Fred shrugs a little. "Yeah. I know. The Brothers' Grimm. Their the original tellings are much more frightening. So…I suppose the fairytale-makin' is going great so far, wouldn't you?" He, too, fails and trying to joke around. "Are you married at all, Dr. Masterson?" Fred asks, attempting to change the subject once more to something a little less dark.

"Married at all? Can you be married a little bit?" Amy counters, managing to arch an eyebrow at Fred. She shuffles her feet to hug her knees closer. The subject is less dark, but still not optimistic… "Either way— mmmm. Not so much." Restless, she sighs and pushes to her feet so soon after curling so tightly into herself. For a moment, she seems apt to pick up where Fred left off pacing, but istead, she just walks toward the door and leans her head against it, listening.

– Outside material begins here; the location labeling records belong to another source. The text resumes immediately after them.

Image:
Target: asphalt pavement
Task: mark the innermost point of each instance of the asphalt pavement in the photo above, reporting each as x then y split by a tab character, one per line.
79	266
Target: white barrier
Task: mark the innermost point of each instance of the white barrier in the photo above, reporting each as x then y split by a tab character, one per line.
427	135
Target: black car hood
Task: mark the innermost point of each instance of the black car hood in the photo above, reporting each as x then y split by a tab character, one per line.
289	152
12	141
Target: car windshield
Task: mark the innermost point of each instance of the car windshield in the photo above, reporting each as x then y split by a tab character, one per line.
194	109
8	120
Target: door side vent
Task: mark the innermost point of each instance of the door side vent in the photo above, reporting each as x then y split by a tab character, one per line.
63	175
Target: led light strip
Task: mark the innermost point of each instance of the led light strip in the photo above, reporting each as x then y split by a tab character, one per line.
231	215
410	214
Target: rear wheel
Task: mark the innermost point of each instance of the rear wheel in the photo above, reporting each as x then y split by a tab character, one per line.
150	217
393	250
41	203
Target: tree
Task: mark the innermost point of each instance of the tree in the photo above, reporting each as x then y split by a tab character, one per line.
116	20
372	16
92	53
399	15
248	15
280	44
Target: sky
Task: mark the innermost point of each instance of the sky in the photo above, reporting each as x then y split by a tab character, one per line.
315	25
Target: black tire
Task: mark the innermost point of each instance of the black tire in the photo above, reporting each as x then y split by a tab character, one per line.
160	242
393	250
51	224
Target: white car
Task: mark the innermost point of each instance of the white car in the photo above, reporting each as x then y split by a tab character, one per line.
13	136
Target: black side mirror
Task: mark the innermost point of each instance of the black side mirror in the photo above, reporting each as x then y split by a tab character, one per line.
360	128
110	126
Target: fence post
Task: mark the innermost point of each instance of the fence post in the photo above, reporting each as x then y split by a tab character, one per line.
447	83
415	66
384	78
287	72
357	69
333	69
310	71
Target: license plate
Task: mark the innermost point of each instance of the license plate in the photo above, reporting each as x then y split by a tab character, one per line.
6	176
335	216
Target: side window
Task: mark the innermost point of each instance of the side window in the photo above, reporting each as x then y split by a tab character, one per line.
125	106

Fred shrugs a little. "Well, you could be in the middle of a divorce for all it matters. In which case, you're married, but at the same time possibly separated." He explains. He sighs. "I think I'm going to attempt sleep. Though I doubt I'll be able to, worrying about Sydney."

"Sleep." Amy says softly as she turns around, back to the door. Given how roughly thugs have been known to shove in here, it's not the wisest place to be. "At least until we go for our walk. I'll… I feel like keeping watch." She looks like she could use the rest, too, but she knows it's not in the cards. A soft smile appears again on her exhausted and pale face, longer lasting than the others. "Let me know if you need a bedtime story."